Insomma Veronesi dopo tutta una vita di sforzi scopre che la sua capacità, la sua concentrazione, la sua lucidità, la sua esperienza, i suoi studi e il suo amore non sono bastati a sconfiggere il cancro. E la conclusione cui giunge è che “Dio non esiste”. È evidente il salto razionale. Chiunque di noi metterebbe in discussione quegli sforzi così generosamente profusi.
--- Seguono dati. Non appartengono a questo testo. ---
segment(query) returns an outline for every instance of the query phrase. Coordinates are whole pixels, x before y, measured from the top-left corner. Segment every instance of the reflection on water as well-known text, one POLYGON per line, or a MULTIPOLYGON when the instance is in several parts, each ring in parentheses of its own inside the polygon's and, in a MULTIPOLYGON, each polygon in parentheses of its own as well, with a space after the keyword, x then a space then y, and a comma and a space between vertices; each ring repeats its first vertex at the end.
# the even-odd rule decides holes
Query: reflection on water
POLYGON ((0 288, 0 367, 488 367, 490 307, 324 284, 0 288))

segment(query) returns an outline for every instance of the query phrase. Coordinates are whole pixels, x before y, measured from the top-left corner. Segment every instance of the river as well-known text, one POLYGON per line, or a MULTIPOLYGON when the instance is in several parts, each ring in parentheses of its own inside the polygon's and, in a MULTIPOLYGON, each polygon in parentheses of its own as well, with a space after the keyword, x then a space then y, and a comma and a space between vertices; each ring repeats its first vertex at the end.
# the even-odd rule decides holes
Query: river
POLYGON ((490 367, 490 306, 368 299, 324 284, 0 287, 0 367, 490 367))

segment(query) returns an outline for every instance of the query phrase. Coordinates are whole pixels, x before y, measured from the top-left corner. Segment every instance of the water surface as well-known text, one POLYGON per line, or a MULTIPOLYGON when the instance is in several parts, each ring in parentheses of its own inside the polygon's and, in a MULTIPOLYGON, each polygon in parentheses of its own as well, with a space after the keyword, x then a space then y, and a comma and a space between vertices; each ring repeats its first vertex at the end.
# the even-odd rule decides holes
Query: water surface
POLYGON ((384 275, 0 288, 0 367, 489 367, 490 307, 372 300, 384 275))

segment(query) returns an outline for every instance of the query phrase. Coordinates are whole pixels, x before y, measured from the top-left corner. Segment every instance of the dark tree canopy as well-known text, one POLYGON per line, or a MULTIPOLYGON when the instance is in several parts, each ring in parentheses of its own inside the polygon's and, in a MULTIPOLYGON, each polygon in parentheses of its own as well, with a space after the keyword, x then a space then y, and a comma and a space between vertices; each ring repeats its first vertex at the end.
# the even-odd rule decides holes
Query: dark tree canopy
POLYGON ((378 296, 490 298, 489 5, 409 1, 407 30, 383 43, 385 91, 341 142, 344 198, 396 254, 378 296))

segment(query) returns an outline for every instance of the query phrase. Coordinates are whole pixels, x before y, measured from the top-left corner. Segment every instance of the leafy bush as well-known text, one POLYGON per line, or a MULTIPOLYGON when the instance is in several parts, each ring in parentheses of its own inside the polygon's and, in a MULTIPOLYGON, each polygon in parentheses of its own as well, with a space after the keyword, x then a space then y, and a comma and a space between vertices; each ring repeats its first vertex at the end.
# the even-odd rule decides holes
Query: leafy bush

Mentre pensavo a tutto questo mi è anche venuto in mente Don Tullio Proserpio, cappellano dell’Istituto dei Tumori di Milano. La persona che, insieme alla famiglia, è stata vicino a mio padre. Oggi Don Tullio, che ha anche un diario di viaggio su Vita, è a Houston (Texas) presso il Methodist Hospital. È lì in qualità di scienziato per condurre, insieme allo staff dell’ospedale che lo ha chiamato, un lavoro di ricerca sul tema della speranza nella malattia.

Cioè, sempre banalizzando, di come mai la speranza sia un fattore importante nel percorso di guarigione di un malato, anche oncologico.

La ricerca da cui nasce il viaggio texano del cappellano titolava “Hope in cancer patients: the relational domain as a crucial factor” ed è stata anche pubblicata sul Tumori Journal (TJ). Ha coinvolto 320 pazienti malati di neoplasie gravi. A condurla, un’équipe di lavoro multidisciplinare composta da oncologi, statistici, psicologi clinici e, appunto Don Tullio.

Insomma è curioso come un famoso oncologo faccia discorsi religiosi, mentre un umile prete vada negli States per fare ricerca scientifica.